Alterity reached an agreement with the FDA on the non-clinical investigations required to support the Phase 2 study. In addition, the FDA agreed to key aspects of the Company's Phase 2 study design including the proposed patient population, safety monitoring plan, and strategy for evaluating drug exposure during the study.
As there are currently no approved treatments for MSA and, therefore, no regulatory precedent regarding accepted efficacy endpoints. FDA has also encouraged Alterity to utilise data from a natural history study that Alterity has planned with clinical and neuroimaging experts at Vanderbilt University Medical Center in the US.
This natural history study, referred to as bioMUSE, or biomarkers of Progression in Multiple System Atrophy, will enrol early-stage MSA patients and track change in clinical parameters and biomarkers for up to one year. Natural history studies are important for characterizing disease progression over time in selected patient populations. Well-conducted, these studies can provide vital information to optimize clinical trial design and inform the selection of biomarkers to evaluate target engagement of drug candidates.
In parallel with the US strategy, Alterity is also pursuing a regulatory pathway in Europe and Australia.

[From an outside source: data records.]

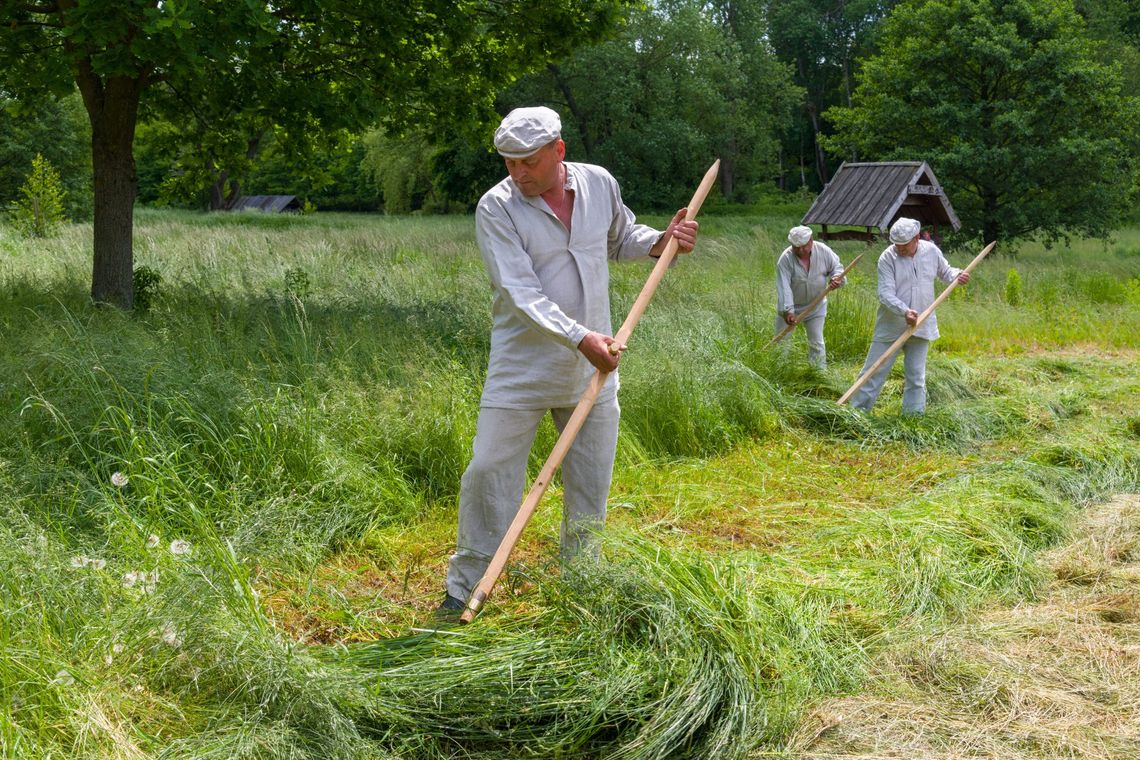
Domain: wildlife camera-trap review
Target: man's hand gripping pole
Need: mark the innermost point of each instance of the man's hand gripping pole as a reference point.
(562, 446)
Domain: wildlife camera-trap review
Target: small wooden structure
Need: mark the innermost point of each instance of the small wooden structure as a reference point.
(873, 195)
(270, 204)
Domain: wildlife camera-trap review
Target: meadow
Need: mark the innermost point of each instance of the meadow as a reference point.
(225, 519)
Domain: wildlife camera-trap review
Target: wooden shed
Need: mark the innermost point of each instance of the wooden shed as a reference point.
(873, 195)
(267, 203)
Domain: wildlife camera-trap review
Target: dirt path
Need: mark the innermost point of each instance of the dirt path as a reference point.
(1055, 678)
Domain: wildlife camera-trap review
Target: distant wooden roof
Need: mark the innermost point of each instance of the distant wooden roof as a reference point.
(877, 194)
(267, 203)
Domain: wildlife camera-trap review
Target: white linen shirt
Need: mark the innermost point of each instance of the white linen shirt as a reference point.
(551, 286)
(797, 287)
(908, 283)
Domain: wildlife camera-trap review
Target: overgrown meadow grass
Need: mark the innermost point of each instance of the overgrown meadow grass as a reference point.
(220, 517)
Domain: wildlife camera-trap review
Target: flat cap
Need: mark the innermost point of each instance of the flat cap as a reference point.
(799, 235)
(526, 130)
(904, 230)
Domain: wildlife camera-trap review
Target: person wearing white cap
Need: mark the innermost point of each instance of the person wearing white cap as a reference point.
(804, 270)
(906, 272)
(547, 234)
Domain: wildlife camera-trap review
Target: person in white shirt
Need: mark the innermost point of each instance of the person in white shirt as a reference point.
(804, 270)
(547, 234)
(906, 272)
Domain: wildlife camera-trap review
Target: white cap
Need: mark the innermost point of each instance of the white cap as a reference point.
(526, 130)
(799, 235)
(904, 230)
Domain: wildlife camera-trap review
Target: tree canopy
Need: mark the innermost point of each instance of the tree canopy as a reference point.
(228, 71)
(1029, 133)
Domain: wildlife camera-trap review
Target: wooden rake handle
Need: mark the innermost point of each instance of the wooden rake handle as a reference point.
(483, 588)
(812, 307)
(910, 331)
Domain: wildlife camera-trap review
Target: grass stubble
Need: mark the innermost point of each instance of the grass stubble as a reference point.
(217, 515)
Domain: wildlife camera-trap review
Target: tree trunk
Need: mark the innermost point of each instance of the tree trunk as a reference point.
(991, 229)
(113, 109)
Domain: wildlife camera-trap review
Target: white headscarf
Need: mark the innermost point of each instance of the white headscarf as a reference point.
(904, 230)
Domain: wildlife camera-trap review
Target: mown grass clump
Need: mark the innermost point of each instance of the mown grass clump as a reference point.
(300, 389)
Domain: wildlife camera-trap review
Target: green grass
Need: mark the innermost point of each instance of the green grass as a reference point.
(307, 442)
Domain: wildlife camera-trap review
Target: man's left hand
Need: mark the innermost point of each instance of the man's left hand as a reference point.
(684, 231)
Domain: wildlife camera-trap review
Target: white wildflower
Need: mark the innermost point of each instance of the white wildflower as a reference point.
(170, 636)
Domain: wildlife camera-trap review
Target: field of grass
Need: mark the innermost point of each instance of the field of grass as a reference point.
(224, 520)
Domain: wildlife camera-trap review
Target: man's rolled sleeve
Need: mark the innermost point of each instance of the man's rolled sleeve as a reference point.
(887, 295)
(513, 275)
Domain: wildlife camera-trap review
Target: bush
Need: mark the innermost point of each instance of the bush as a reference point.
(39, 211)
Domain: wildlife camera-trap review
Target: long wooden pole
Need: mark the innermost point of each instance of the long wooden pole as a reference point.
(910, 331)
(585, 403)
(812, 307)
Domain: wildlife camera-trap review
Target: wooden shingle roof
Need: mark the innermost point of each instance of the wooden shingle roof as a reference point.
(873, 195)
(267, 203)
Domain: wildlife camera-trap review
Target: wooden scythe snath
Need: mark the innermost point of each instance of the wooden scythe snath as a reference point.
(562, 446)
(910, 331)
(812, 307)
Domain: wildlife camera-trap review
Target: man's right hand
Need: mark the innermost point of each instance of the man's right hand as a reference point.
(595, 346)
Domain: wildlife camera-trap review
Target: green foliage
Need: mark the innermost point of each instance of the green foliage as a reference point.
(287, 444)
(298, 283)
(58, 130)
(1012, 292)
(400, 168)
(823, 42)
(1027, 131)
(147, 282)
(695, 82)
(39, 211)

Dr David Stamler, Chief Medical Officer, said: "The FDA clearly recognizes the seriousness of MSA and the need for new treatments to address this devastating Orphan disease. Our pre-IND meeting was very collegial, and I look forward to again collaborating with the Division of Neurology to determine the best development path for ATH434 in the US. With the information obtained from this meeting, we have a clear path forward for conducting our Phase 2 study in MSA."